Но решаю не мешать медитировать и оставляю его одного.
— Данечка, у нас же в жизни такой чистоты не было! Ты хоть спал тут? — Диана удивлённо-подозрительно оглядывает чистенькие кухонные шкафчики с окошками, блестящие плиту и мойку, где на первой уже появилась пара желтоватых капель масла после завтрака, а на второй — свежие разводы от воды. — Когда успевал убираться-то?
— Это Саша! — снова мелкий вклинивается, прыгая возле холодильника, отрывается от перемещения букв-магнитиков, сложенных до этого в слово «МУР» около примагниченного с помощью «К» и «О» за лапы плюшевого кота. В жуткой какой-то распятой позе примагниченного, хотя у меня ассоциации не с библейским, а с БДСМ-ным… — Мы вместе мыли кр-р-ран!
— А я случайно йогурт пролила и чёт увлеклась, когда вытирала… Лекцию слушала ещё к экзамену. — Алинка, что девушку сегодня видит только второй раз, неловко ковыряет скол на керамическом краешке чашки. — Короче, даже холодильник теперь у вас чистый.
— Молодцы какие…
Вернувшаяся хозяйка продолжает озираться, прижимая трёхдневную Сашу к груди, а чудище с мелким под тихую музыку из телика берётся пританцовывать, поднимая его за руки и практически отрывая от пола.
Даня какой-то… смурной.
То ли так растерян появлением нового члена семьи, то ли просто уставший — с консультации приехал, сессия у них завтра начнётся. Сидит на табуретке, подняв на неё же целиком одну ногу и уместив остренький подбородок на коленке, натянуто улыбается какой-то ещё Дианиной похвале.
А мне нормально.
Хорошо даже, кажется. Какое-то второе дыхание открылось или привык просто, хотя беготни всё больше и больше: в салоне предновогодние акции оформляем и собираемся вешать на крыльце восьмиметровую уличную гирлянду, дома подарки всем потихоньку присматриваю и часть уже жду, заказанные, ищу матери билеты всю неделю, потому что определиться не может, брать отца с собой или нет — он вроде окончательно восстановился и врачи летать разрешили, но она всё равно переживает. И вот домашний быт под слоями всех этих дел уже автоматизировался до незаметного, не задумываясь теперь и готовлю, и убираю.
Задумываться-то некогда.
Было некогда…
— Фунь, ты же меня отвезёшь? — Алинка отвлекает, прямо в ухо жужжит.

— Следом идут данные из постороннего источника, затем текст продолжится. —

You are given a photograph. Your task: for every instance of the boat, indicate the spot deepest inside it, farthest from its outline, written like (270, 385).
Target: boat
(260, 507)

И Рысик следом за ней, встрепенувшись, вопросительно хлопает ресницами.
К Диане на все праздники скольки-то-там-юродная сестра приедет — и отмечать, и помогать с новорожденной, так что нам с ним типа отпуск выдали. Точнее, меня эта молодая мать вообще насильно отдыхать выгнала, после того как часа полтора благодорила словами и причитала, что больше благодарить нечем…
Сошлись на поощрении в виде борща.
— Отвезу, — отвечаю, — мы ведь домой тоже.
— А с экзамена завтра заберёшь? Пожа-а-алуйста… — ноет уже заранее, я ведь даже не отказал! И предсказывает родившийся вопрос: — Гоша не может, у него корпоратив.
— Во сколько?
— Я откуда, блин, знаю? У нас там препод на замене тоже на замене… С десяти перенесли на двенадцать, но ещё по группам разделили, я во второй, значит к полвторому пойду… Короче, к трём где-то приезжай.
— А у тебя во сколько? — поворачиваюсь к Дане.
— У нас всё так же… Тоже перенесли и я тоже во второй.
— Ладно, постараюсь. Мне к Сане ещё надо, а он в два только вернётся… Разобраться, на кого из нас долг пришёл — опять где-то перепутались.
— Перепутались? — сонно включается Диана.
Поясняю со вздохом:
— Мы оба Соколовы А. А.
— Ужас какой…
Прощаюсь со всеми, чуть ли не силой Алинку с Тёмой разнимаю, везу её домой. А потом решаем с Рысиком не заезжать в магазин и сразу к себе во двор заворачиваем…
На улице даже после заката светло. И опасно — дождь вчера прошёл, покрыл все поверхности блестящей, отражающей любые возможные огни ледяной коркой, а сегодня жалкие полторы снежинки сверху упало. Красиво переливается, конечно, всё будто в маленьких кристалликах, но вот риска поломать, поскользнувшись, конечности эта красота как-то нихера не убавляет.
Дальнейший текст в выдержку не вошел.